OUVERTURE DU MÉMORIAL ACTe
Demandez le programme !
Les festivités démarreront mardi 7 juillet à 9 heures avec les discours du président du Mémorial ACTe Jacques Martial, du maire de Pointe-à-Pitre Jacques Bangou et du président de Région Victorin Lurel.
Une variété d’animations sera proposée tout au long de la journée.
Les » jeux Banaré » animations, épreuves intellectuelles et physiques autour de la culture amérindienne (pour jeune public, de 10h à 16h).
» Le bus pirate » : invitation au voyage à travers des jeux multimédia (10h-17h).

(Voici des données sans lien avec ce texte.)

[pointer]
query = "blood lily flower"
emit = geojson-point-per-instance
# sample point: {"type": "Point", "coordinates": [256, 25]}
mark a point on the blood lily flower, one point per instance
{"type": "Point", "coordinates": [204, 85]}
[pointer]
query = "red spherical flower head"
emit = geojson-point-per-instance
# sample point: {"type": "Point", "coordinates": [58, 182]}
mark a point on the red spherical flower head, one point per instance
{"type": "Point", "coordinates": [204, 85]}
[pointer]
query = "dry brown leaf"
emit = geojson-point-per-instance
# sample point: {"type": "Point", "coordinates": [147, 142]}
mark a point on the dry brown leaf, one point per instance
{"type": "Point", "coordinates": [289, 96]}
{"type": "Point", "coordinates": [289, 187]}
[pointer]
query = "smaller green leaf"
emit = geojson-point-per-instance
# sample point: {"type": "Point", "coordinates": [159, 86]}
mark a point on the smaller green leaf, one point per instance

Un espace de recherche généalogique afin de retrouver ses ancêtres (10h-19h). Une boutique éphémère : présentation de créateurs locaux avec initiation et découverte de créations de bijoux (10h-19h).

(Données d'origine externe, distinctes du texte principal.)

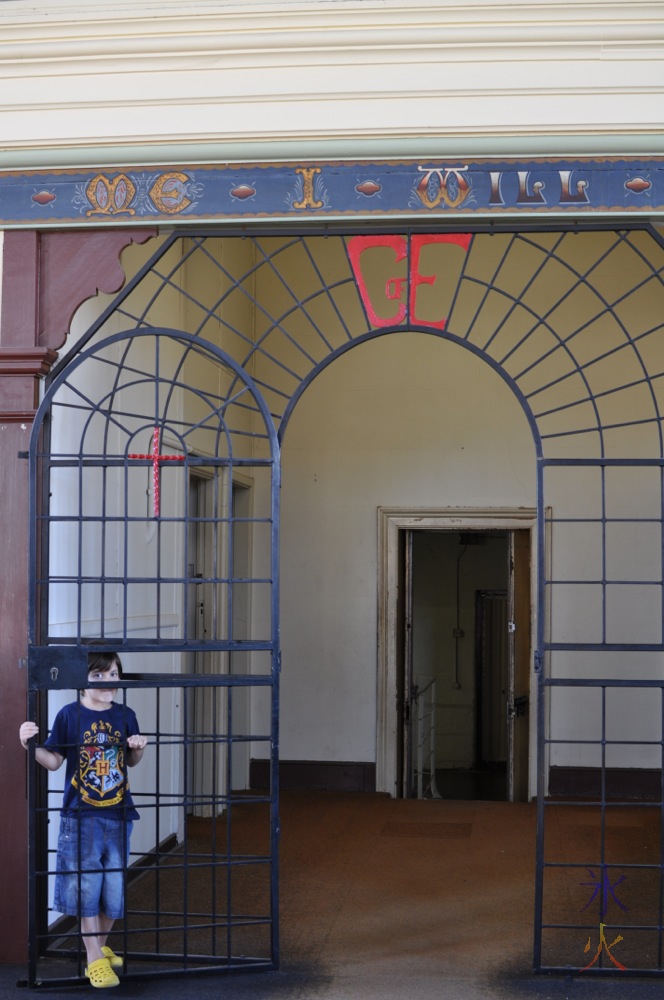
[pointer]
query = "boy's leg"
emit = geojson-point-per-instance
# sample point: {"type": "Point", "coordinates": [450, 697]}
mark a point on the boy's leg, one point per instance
{"type": "Point", "coordinates": [95, 930]}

Des films seront projetés dans la salle des Congrès : Amistad de Steven Spielberg (10h), Music is the Weapon de Fela Anikulapo Kuli (12h), Le pays à l’envers de Sylvaine Dampierre (14h) et Kinshasa kids de Marc-Henri Wajnberg (16h).
À 14h vous pourrez assister à l’arrivée dans la baie du raid » Sea Maroon II » depuis Sainte-Anne. De 16h à 18h aura lieu une animation sur le « morne mémoire » : le conteur et flûtiste Fay nous emmène dans l’imaginaire magico-religieux des contes de la Caraïbe.
19h, exploration chorégraphique intitulée « Mario Coco » sur la thématique de l’abolition de l’esclavage Compagnie Sakitaw.
Et enfin à 19 h 45, le Big Bang Ka clôturera la journée dans une œuvre en trois actes en hommage aux Maîtres Ka avec 41 musiciens percussionnistes, chanteurs et danseurs.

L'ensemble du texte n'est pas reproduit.